Beergoggle Lawmaking

 Posted on January 06, 2013 in Uncategorized

Obama's advisers have calculated that the longer they wait, the more distance there is from the Newtown massacre and the greater the risk that the bipartisan political will to tackle gun violence will dissipate.At the White House meeting, Stanek said, "the vice president indicated that there was a very short timeline for him to get back to the president with his recommendations because the American public has a short memory.

Washington Post, White House weighs broad gun-control agenda in wake of Newtown shootings.

In other words, "they're probably not going to go for this if we give them a chance to think about it, so pass a law now before they sober up." Screw you, Joe Biden.

Even if you, reader, think more gun regulations are needed, this ought to give you pause. Making laws in a hurry based on transitory passions is a Bad Idea. Remember the "Patriot" Act?

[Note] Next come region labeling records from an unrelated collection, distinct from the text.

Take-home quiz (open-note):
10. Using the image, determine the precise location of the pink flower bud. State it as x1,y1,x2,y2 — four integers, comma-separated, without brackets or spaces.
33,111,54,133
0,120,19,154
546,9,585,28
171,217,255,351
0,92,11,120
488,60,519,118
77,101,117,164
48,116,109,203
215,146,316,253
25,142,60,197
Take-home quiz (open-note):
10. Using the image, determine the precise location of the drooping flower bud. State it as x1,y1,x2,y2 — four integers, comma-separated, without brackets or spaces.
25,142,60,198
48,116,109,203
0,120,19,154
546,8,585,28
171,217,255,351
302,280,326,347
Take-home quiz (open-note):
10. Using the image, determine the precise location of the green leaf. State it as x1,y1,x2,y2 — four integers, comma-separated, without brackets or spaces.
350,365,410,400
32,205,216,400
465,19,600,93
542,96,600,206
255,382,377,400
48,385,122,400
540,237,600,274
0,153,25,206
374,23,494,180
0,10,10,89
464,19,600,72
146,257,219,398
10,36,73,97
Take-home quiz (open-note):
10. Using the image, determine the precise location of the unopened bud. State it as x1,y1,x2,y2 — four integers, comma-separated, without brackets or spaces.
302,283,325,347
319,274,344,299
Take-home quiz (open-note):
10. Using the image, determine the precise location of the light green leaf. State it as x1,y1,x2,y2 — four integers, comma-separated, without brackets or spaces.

You might not, because "the American public has a short memory." It's truly a curse. If we had a longer memory, we would not trust our government as much; the government would not keep getting away with the same crap every time our passions were inflamed; and our passions would not be so often inflamed, because we would remember the last media circus, and the one before that, and maybe even the one before that.

We might remember that we all are mortal.

It might be nice if all of us could to see our children grow up, hold our grandchildren, and die quietly in our sleep. But every day lots of people die, and many of them leave behind parents who mourn. Making ourselves and our children safer is a good. But a good is not an absolute.

Despite the cries, in the heat of emotion from a tragedy like Newtown, of "if it saves one life...," when we have a chance to cool down and reflect we realize that there are hidden costs and opportunity costs to any action we might take, and (barring mental illness) we never choose when sober to make our children safer at any cost.

We do well to hold our mortality comfortably in our minds. Some day you will die, and I will too. When we remember that, we might hold our children a little closer, reflect on the sort of world we want to leave them and their children, and work to make it so.

If the world you wish to leave your progeny is "a world without guns," get to it. If it is "a world without government," you've got a lot of work ahead of you. (If it is "a world without danger," please give it a little more thought.) But bear in mind that the clock is running down; a freer world is, by definition, less free; a freer world is less safe; and every minute you spend trying to solve one problem all of the others are getting ahead of you.